Open RichenLee opened 8 months ago
I came across a similar question, also waiting for an answer
I am also getting CUDA memory issues, sometimes for quite short sequences (few hundred)
@RichenLee For "what approximate memory capacity would be necessary to successfully predict the structure of a protein with 1200 amino acids" I think this benchmark(NVIDIA V100 vs A800 vs H800) will help you alot.
@RichenLee For "what approximate memory capacity would be necessary to successfully predict the structure of a protein with 1200 amino acids" I think this benchmark(NVIDIA V100 vs A800 vs H800) will help you alot.
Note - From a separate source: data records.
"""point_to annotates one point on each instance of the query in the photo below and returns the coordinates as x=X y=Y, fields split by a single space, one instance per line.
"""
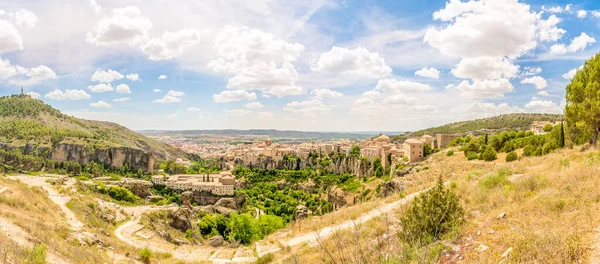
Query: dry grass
x=551 y=214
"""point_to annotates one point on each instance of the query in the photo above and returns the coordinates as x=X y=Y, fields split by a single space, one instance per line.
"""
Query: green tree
x=582 y=109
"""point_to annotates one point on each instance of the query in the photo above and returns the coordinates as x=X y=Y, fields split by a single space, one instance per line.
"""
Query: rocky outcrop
x=390 y=187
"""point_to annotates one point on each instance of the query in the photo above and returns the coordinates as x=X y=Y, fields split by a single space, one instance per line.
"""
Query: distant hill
x=280 y=134
x=28 y=121
x=486 y=125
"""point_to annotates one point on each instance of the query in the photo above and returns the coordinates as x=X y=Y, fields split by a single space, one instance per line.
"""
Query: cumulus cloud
x=359 y=61
x=310 y=107
x=133 y=77
x=485 y=67
x=10 y=39
x=542 y=106
x=577 y=44
x=100 y=88
x=325 y=93
x=106 y=76
x=259 y=60
x=170 y=97
x=485 y=88
x=254 y=105
x=428 y=72
x=34 y=95
x=394 y=85
x=171 y=44
x=67 y=95
x=539 y=82
x=234 y=96
x=236 y=112
x=569 y=75
x=122 y=88
x=125 y=25
x=122 y=99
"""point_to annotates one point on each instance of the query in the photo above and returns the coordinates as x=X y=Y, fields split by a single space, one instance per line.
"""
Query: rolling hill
x=25 y=121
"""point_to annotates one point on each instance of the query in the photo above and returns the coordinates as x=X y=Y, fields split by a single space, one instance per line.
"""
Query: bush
x=489 y=154
x=431 y=215
x=145 y=255
x=511 y=156
x=472 y=155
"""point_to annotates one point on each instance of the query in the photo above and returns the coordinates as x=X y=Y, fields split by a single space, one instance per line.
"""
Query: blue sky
x=313 y=65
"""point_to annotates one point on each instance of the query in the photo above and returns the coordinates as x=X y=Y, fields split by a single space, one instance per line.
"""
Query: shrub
x=489 y=154
x=511 y=156
x=431 y=215
x=472 y=155
x=145 y=255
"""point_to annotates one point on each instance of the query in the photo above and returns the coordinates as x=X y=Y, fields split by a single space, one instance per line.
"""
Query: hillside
x=287 y=134
x=28 y=121
x=490 y=124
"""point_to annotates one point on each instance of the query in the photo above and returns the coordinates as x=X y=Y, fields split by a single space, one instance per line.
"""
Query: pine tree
x=582 y=108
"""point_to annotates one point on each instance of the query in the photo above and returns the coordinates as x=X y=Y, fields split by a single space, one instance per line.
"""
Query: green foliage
x=489 y=154
x=146 y=255
x=431 y=215
x=582 y=102
x=511 y=156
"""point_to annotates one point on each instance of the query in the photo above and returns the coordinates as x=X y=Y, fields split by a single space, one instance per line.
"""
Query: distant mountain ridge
x=28 y=122
x=290 y=134
x=486 y=125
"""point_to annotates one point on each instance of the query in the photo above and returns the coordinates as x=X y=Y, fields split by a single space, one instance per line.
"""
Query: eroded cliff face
x=114 y=157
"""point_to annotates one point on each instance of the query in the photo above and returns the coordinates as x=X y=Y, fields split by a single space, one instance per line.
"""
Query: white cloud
x=10 y=39
x=106 y=76
x=125 y=25
x=260 y=61
x=311 y=107
x=122 y=88
x=484 y=28
x=24 y=18
x=485 y=67
x=539 y=82
x=485 y=88
x=175 y=93
x=529 y=71
x=569 y=75
x=393 y=85
x=122 y=99
x=542 y=106
x=167 y=99
x=359 y=61
x=233 y=96
x=100 y=88
x=428 y=72
x=171 y=44
x=548 y=31
x=325 y=93
x=133 y=77
x=577 y=44
x=236 y=112
x=68 y=95
x=34 y=95
x=254 y=105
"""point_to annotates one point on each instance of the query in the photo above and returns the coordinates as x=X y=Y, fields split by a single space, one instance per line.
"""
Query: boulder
x=391 y=187
x=216 y=241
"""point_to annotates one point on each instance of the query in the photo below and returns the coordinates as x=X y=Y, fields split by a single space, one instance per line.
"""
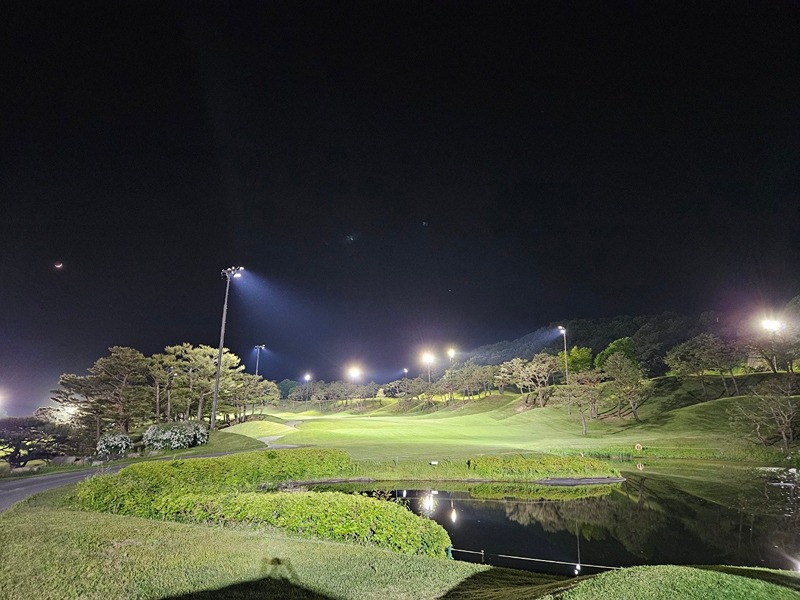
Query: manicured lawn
x=98 y=556
x=676 y=424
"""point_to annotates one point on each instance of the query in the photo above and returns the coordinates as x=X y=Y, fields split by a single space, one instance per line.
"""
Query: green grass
x=678 y=422
x=104 y=556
Thank you for your suggestion and the information! Based on the benchmarks you provided, it seems that my RTX 4090 may not be sufficient alone for predicting the structure of a protein with 1200 amino acids. Looking forward to future technologies that allow for shared memory across multiple GPUs to handle such large-scale computational tasks. Thanks again for your help!
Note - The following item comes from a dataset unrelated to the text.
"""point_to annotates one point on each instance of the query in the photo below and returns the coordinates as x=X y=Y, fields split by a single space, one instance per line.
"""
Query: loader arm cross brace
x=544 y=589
I'm running the same problem when modeling a homo-dimer with each having a small substrate and a NAD+ on a 40G A100. While I still haven't resolve the problem, it seems that this https://pytorch.org/tutorials/beginner/blitz/data_parallel_tutorial.html is what you @RichenLee asked about multiple GPU task.
Issue Description:
I encountered a CUDA out of memory error when trying to predict a protein containing 1200 amino acids. It's worth noting that I did not encounter this issue when running the provided example, leading me to believe it may not be related to environmental configuration.The error message is as follows:
torch.cuda.OutOfMemoryError: CUDA out of memory. Tried to allocate 1.23 GiB (GPU 0; 23.65 GiB total capacity; 22.00 GiB already allocated; 241.06 MiB free; 22.95 GiB reserved in total by PyTorch) If reserved memory is >> allocated memory try setting max_split_size_mb to avoid fragmentation. See documentation for Memory Management and PYTORCH_CUDA_ALLOC_CONF
I've attempted to adjust the PYTORCH_CUDA_ALLOC_CONF environment variable based on the suggestion in the error message, ranging from 32 to 1024, but it hasn't resolved the issue. Additionally, I tried adjusting the loader_params.MAXCYCLE parameter, setting it to 1, but this also did not solve the problem.
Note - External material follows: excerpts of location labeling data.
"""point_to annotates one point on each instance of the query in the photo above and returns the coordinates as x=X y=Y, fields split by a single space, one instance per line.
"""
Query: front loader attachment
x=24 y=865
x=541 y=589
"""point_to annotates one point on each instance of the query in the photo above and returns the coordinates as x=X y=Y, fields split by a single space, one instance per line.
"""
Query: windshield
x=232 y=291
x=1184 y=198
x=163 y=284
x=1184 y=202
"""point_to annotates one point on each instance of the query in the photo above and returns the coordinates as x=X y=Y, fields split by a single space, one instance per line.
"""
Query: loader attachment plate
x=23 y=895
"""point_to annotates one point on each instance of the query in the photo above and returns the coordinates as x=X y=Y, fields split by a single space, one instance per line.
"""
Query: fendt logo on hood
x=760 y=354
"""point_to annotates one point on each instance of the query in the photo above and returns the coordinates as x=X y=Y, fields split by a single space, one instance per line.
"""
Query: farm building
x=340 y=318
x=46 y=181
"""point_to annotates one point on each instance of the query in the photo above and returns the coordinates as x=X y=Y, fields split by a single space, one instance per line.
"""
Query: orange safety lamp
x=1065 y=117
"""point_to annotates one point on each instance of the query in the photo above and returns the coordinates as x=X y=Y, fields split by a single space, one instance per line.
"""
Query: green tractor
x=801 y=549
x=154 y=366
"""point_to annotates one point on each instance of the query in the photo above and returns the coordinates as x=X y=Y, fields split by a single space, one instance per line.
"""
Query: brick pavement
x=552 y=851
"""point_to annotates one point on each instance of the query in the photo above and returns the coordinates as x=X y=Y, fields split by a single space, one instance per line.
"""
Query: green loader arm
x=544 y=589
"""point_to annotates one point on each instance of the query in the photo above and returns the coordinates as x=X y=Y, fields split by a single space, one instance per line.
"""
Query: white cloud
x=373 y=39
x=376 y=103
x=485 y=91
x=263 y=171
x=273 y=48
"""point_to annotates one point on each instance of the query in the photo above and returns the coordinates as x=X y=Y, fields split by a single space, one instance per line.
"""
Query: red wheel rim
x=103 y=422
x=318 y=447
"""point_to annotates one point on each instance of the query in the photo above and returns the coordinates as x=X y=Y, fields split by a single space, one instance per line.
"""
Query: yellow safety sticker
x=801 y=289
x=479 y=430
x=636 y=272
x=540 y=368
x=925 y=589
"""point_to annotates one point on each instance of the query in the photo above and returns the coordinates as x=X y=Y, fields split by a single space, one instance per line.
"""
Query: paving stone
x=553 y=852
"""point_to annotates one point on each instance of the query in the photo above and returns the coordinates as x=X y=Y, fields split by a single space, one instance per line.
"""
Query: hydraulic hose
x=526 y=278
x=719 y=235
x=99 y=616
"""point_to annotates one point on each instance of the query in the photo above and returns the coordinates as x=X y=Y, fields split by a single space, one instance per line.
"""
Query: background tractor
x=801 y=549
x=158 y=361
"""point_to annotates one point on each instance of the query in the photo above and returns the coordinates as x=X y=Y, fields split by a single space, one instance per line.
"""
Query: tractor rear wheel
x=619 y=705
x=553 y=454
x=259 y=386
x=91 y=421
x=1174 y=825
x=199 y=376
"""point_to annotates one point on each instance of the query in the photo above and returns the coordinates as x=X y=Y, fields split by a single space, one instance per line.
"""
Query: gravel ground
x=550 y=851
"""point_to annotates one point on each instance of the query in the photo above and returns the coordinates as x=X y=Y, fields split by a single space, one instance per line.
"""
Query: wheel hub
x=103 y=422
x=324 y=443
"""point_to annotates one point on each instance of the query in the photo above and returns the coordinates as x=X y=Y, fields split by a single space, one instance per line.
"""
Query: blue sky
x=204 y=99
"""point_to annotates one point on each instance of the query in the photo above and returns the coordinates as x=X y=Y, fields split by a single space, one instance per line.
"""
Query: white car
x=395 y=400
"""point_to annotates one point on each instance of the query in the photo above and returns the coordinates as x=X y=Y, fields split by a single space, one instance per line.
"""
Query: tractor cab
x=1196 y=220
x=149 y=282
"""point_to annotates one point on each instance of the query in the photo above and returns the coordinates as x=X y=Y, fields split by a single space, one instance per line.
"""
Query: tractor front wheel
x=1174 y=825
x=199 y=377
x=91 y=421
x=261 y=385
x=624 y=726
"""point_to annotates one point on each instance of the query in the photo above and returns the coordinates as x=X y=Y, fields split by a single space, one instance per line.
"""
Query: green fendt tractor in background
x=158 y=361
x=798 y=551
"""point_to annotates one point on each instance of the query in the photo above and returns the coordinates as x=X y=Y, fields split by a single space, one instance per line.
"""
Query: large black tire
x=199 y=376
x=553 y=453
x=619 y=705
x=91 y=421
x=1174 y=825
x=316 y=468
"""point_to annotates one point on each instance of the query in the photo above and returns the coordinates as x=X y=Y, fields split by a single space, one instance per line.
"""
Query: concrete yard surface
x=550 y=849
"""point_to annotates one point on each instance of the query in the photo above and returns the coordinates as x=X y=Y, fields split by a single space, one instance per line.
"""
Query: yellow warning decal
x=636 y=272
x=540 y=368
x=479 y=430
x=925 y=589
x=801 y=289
System Information: Operating System: Ubuntu 20.04 GPU Model: NVIDIA GeForce RTX 4090 24GB PyTorch Version: 2.0.1 CUDA Version: 11.8
Considering that the provided example runs smoothly without encountering memory issues, I'm curious to know what approximate memory capacity would be necessary to successfully predict the structure of a protein with 1200 amino acids.